For Spieth, it’s here.
“It’s something that I really want,” he said of the PGA Championship. “It’s probably the No. 1 goal in the game of golf for me right now is to try and capture [a career grand slam]. I’d love to be able to hold all four trophies, and this is the one that comes in the way right now.”
Then throw in a further batch, the onrushing group like Schauffele at age 26, Patrick Cantlay at 28, Fleetwood at 29 and Finau at 30. There has always been a wave of potential on the way, but it just seems steeper and more capable than ever, as if Woods’s example infused their boyhoods with possibility and expectation. In this climate, it makes sense there’d be somebody to alight here with realistic hopes — at age 23.
He’s Collin Morikawa, and he rolled out of college at Cal in spring 2019 to turn up at a US Open in Pebble Beach, make the cut, shoot a respectable 1 over par and land in 35th. From there, he has played 28 tournaments, made 26 cuts, won twice, reached a further playoff. “I don’t know what event I’m in, almost to 30, I guess, but I’ve gotten really comfortable out here,” he said Wednesday. “I’ve gotten to know all these guys, the guys I’ve been watching on TV for years now, and I think that makes it easier because I’m not coming out here — if I compare it to when I was at the US Open last year, I don’t really know many guys. I would come out here, do my own thing.

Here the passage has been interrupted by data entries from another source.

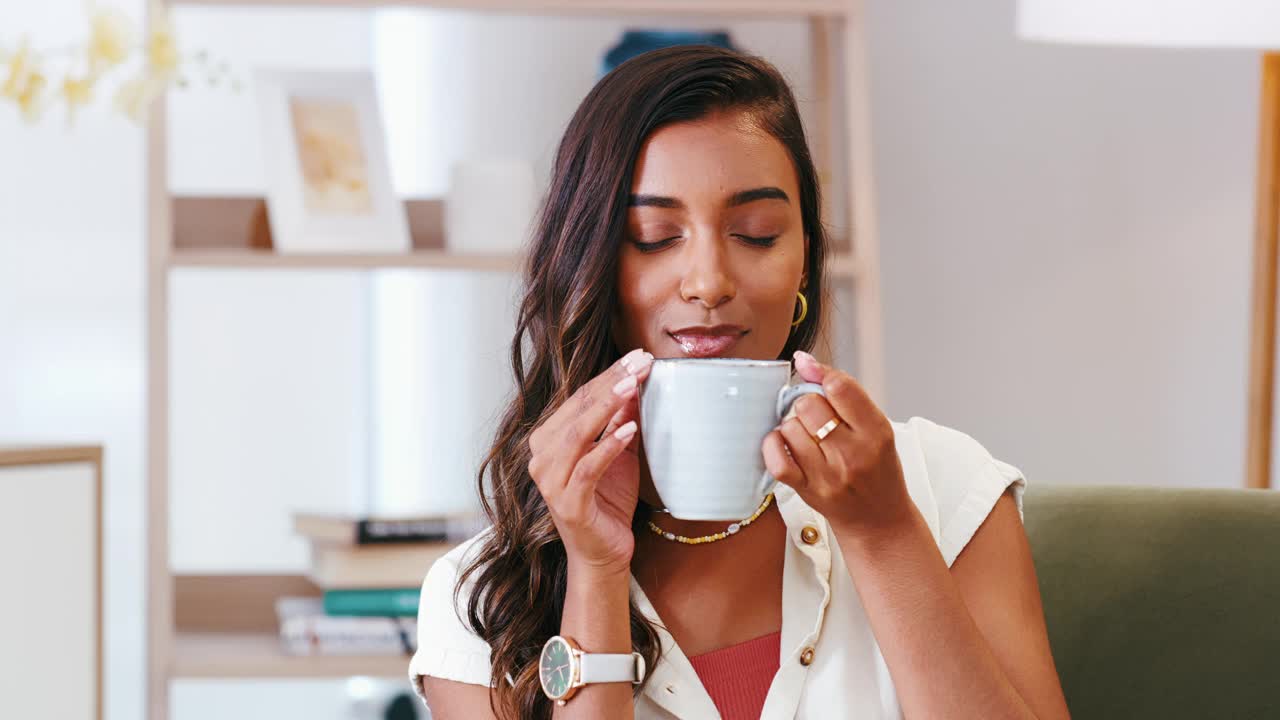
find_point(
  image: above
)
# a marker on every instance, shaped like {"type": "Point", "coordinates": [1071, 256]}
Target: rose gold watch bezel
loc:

“Last summer, I got to play with Rory. I got to play with D.J., Justin Rose. I played with all these bunch of guys but I had never met them and I didn’t know them, so it was kind of like, ‘Wow, these guys know what they’re doing.’ I’m out here now knowing these guys, talking to these guys, playing practice rounds with them. So there’s a sense of comfort and a sense of, OK, I know I belong here and we are all here to just play really good golf. Yeah, I do feel very comfortable.”
If that does help Morikawa, and the way things are going these years, it might have behoved them to be snootier.